R Aron, R Debray, S Huntington, R Lieber, Selim Nassib, Tarik Ramadan,

J Woolsey.

 

Quelques définitions :

 

Baas  (en arabe, Hizb al-bath al-Arabi al-ishtiraki, «Parti de la Renaissance Arabe socialiste»), parti luttant pour l’unité politique du monde arabe, au pouvoir en Syrie et en Irak jusqu’au 9/03/03.Le Baas aurait été fondé par un philosophe syrien, Zaki Arsouzi (1898-1968), à Antioche en 1934. Une autre tradition en attribue la création à Michel Aflaq (1910-1989) et Salah al-Din Bitar en 1944 à Damas, ces derniers étant considérés comme ses leaders historiques.

Chiites et Sunnites : les sunnites sont ainsi appelés du fait de l'importance qu'ils accordent à la Sunna, l'ensemble des paroles et des actions du prophète Mahomet que tous les croyants doivent s'efforcer d'imiter. La Sunna et le Coran sont considérés comme les deux sources principales de la loi islamique. Les chiites soulignent aussi l'importance de la Sunna, à la différence qu'ils y incluent les paroles et les actions de leurs imams, titre de l'islam désignant le plus souvent «!celui qui dirige la prière!». Il peut également signifier «!le chef de la communauté!».

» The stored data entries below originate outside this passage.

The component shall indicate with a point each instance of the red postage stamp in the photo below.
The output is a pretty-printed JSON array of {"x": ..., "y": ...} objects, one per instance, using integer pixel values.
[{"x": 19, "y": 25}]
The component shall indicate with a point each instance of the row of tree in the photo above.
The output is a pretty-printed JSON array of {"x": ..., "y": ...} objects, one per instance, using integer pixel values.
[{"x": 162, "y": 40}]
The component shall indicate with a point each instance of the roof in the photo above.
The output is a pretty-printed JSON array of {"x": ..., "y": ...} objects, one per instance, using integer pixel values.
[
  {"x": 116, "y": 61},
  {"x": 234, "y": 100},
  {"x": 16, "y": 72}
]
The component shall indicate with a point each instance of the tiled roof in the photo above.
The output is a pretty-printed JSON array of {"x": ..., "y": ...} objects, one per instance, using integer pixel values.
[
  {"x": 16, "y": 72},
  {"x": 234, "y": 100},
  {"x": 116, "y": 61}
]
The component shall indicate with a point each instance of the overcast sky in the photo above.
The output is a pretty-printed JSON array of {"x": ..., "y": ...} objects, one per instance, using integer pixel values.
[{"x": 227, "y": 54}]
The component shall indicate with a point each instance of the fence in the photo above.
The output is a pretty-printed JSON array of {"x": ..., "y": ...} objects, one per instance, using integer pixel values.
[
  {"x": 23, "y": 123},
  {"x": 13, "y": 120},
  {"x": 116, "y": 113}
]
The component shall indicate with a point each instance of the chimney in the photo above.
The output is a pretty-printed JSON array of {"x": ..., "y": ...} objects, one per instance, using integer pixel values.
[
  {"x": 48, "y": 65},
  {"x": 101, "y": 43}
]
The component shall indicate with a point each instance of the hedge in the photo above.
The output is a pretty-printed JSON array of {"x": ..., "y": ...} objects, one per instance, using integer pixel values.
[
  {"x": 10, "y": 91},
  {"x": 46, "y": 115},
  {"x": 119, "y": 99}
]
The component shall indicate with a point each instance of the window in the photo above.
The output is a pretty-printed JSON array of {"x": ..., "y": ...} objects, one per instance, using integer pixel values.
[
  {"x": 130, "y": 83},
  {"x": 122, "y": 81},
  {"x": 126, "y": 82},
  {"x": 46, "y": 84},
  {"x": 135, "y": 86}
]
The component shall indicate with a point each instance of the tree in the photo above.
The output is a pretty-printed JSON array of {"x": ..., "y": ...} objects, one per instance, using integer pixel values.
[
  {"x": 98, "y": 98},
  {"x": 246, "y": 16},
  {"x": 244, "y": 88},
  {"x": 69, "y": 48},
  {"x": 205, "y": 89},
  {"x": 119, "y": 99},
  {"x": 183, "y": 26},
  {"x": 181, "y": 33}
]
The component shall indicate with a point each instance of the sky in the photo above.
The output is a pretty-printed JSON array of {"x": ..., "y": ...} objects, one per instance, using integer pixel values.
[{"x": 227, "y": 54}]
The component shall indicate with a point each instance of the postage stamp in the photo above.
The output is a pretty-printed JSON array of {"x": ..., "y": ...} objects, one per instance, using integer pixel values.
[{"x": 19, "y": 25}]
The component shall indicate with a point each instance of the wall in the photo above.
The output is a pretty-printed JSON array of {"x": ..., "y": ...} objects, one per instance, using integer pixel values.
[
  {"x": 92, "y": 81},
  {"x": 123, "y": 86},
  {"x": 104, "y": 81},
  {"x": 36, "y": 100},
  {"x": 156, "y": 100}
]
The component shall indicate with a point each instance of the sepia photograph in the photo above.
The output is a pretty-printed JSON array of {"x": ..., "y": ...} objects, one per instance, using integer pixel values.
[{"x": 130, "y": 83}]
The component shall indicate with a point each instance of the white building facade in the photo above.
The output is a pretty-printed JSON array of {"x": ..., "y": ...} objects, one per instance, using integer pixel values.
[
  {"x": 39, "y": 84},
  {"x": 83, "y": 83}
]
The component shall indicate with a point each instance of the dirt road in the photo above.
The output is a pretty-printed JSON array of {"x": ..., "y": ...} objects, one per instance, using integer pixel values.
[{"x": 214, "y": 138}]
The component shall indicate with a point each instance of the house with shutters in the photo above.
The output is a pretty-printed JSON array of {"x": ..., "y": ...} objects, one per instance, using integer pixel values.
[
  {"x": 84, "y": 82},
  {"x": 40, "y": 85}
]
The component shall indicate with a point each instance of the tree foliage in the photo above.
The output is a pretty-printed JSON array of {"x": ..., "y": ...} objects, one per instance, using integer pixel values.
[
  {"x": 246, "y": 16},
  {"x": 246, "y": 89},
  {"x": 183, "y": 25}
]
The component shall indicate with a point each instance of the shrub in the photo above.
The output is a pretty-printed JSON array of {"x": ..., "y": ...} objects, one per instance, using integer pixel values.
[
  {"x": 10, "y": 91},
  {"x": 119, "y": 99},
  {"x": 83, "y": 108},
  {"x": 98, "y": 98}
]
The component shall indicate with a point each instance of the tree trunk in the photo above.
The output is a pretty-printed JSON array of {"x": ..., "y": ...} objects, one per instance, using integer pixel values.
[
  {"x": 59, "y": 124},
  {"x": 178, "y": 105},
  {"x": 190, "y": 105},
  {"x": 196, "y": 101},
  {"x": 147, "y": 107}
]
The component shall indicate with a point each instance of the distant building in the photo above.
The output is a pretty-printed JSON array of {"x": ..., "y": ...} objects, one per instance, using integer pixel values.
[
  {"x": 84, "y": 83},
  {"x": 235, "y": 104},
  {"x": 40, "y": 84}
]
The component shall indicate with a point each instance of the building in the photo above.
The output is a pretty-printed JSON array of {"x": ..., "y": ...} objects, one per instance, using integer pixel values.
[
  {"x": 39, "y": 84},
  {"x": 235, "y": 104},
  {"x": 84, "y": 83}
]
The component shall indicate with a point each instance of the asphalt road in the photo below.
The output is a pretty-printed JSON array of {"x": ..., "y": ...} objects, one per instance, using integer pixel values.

Oumma :  Communauté islamique.

Kurdes : peuple d'Asie occidentale, d'origine indo-européenne, estimé à 16 millions de personnes. Plus de 7 millions de Kurdes vivent en Turquie, 6 millions en Iran, plus de 2 millions en Irak, environ 500 000 en Syrie. L'Arménie et l'Azerbaïdjan comptent quelque 300 000 Kurdes.

Evangélistes : d’un point de vue socio-historique, deux critères principaux paraissent définir l’évangélisme : l’importance de la conversation individuelle comme appropriation personnelle du salut et la prétention à l’orthodoxie défense des « vérités chrétiennes » à partir de la Bible, pleinement inspirée et seule médiatrice du salut.

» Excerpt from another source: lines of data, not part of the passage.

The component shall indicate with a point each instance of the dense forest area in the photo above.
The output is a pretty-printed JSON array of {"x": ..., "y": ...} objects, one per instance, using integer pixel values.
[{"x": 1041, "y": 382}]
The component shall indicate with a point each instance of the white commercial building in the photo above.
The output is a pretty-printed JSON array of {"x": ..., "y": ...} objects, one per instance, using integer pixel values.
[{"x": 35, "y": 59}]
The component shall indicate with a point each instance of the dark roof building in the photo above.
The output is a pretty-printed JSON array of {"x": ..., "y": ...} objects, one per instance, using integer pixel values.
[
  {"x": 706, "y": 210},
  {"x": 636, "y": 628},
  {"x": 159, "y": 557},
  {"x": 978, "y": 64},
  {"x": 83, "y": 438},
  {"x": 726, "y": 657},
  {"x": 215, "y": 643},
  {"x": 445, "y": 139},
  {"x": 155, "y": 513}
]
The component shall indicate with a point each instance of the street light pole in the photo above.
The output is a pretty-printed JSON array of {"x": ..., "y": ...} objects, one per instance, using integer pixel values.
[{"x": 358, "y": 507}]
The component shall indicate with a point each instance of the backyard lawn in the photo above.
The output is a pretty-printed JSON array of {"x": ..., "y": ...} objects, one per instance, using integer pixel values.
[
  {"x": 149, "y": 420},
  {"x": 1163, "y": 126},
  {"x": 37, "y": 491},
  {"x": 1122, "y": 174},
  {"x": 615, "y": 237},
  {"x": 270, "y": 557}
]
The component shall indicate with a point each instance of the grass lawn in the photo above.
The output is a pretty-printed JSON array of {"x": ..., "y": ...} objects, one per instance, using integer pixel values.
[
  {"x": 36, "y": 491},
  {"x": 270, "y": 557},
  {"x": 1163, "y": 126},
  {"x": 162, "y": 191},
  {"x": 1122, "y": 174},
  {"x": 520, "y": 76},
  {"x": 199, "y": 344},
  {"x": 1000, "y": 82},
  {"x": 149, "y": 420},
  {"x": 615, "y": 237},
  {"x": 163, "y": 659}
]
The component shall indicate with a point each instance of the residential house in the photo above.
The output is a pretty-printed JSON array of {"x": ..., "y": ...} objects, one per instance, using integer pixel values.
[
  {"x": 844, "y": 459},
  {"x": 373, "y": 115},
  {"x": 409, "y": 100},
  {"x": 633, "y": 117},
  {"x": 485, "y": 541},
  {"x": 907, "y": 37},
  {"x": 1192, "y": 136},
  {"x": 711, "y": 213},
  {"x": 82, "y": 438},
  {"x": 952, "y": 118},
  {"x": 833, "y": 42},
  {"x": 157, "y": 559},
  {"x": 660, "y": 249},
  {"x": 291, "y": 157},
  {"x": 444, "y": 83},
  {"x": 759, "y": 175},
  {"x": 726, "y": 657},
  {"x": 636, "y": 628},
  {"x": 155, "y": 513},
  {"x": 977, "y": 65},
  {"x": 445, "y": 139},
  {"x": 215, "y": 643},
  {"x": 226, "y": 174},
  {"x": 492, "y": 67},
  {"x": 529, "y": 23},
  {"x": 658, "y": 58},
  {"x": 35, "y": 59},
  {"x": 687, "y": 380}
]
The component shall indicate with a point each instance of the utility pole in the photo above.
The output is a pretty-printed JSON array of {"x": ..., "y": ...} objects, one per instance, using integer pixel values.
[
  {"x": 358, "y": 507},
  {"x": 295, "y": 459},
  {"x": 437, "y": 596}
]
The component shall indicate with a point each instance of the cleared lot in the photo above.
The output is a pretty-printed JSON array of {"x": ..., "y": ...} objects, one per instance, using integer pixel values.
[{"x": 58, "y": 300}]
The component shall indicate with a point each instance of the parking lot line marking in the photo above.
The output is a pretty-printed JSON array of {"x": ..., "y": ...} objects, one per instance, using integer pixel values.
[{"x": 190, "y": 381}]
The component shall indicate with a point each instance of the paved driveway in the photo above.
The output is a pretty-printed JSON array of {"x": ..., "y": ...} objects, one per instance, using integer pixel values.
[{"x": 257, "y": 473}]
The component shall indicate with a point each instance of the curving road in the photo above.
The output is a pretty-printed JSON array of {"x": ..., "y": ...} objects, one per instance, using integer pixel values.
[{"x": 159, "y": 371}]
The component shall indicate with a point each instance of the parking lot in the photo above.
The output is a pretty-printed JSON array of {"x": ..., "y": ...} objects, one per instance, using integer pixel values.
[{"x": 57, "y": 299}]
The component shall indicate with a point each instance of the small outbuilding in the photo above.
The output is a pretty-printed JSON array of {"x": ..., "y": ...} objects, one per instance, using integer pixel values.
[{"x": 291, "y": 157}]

Hachémites :  famille issue de la tribu arabe des Qoraych, descendante de Hachim ibn Abd Manaf, aïeul du prophète Mahomet. Les Hachémites demeurèrent les gardiens héréditaires des lieux saints de l'islam jusqu'à Hussein ibn Ali. Hussein fut chassé de La Mecque par les wahhabites menés par Ibn Séoud, qui fonda l'Arabie Saoudite. Les deux fils de Hussein, Fayçal Ier et Abd Allah ibn Hussein, fondèrent les monarchies hachémites d'Irak et de Jordanie. La première disparut en 1958, lors de la prise de pouvoir du général Kassem. Hussein Ier de Jordanie, petit-fils d'Abd Allah ibn Hussein, perpétue la seconde.

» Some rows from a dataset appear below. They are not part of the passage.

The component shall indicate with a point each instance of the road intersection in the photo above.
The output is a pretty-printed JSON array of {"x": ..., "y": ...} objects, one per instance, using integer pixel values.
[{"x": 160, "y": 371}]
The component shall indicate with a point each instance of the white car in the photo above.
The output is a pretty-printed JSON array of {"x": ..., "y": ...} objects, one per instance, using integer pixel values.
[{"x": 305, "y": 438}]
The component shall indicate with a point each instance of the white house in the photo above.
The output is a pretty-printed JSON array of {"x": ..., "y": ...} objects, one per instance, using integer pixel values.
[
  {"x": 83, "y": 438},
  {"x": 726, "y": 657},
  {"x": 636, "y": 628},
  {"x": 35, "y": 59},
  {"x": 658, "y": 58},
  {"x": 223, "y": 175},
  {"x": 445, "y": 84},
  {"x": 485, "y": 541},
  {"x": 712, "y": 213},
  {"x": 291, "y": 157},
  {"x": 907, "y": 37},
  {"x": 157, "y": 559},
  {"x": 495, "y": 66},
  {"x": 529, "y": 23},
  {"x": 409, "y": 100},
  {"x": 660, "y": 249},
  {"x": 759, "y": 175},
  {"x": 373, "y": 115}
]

Eglise Chaldéen : église orientale unie à Rome, ayant sa propre histoire, sa propre liturgie (rites, langues liturgiques), son mode d'organisation. Elle existe dès les premiers siècles du christianisme.

 

Eglises Pentecôtistes. ensemble d'Églises se rattachant au mouvement du réveil protestant. Le pentecôtisme se caractérise par la croyance en l'expérience de la sainteté ou de la perfection chrétienne.

 

Wahhabisme : mouvement fondamentaliste islamique fondé au 18e siècle par le réformateur Muhammad ibn Abd al- Wahhab ; aujourd’hui système sociopolitique officiel en Arabie Saoudite. Ce mouvement a pour

objectif la création d’un Etat théocratique.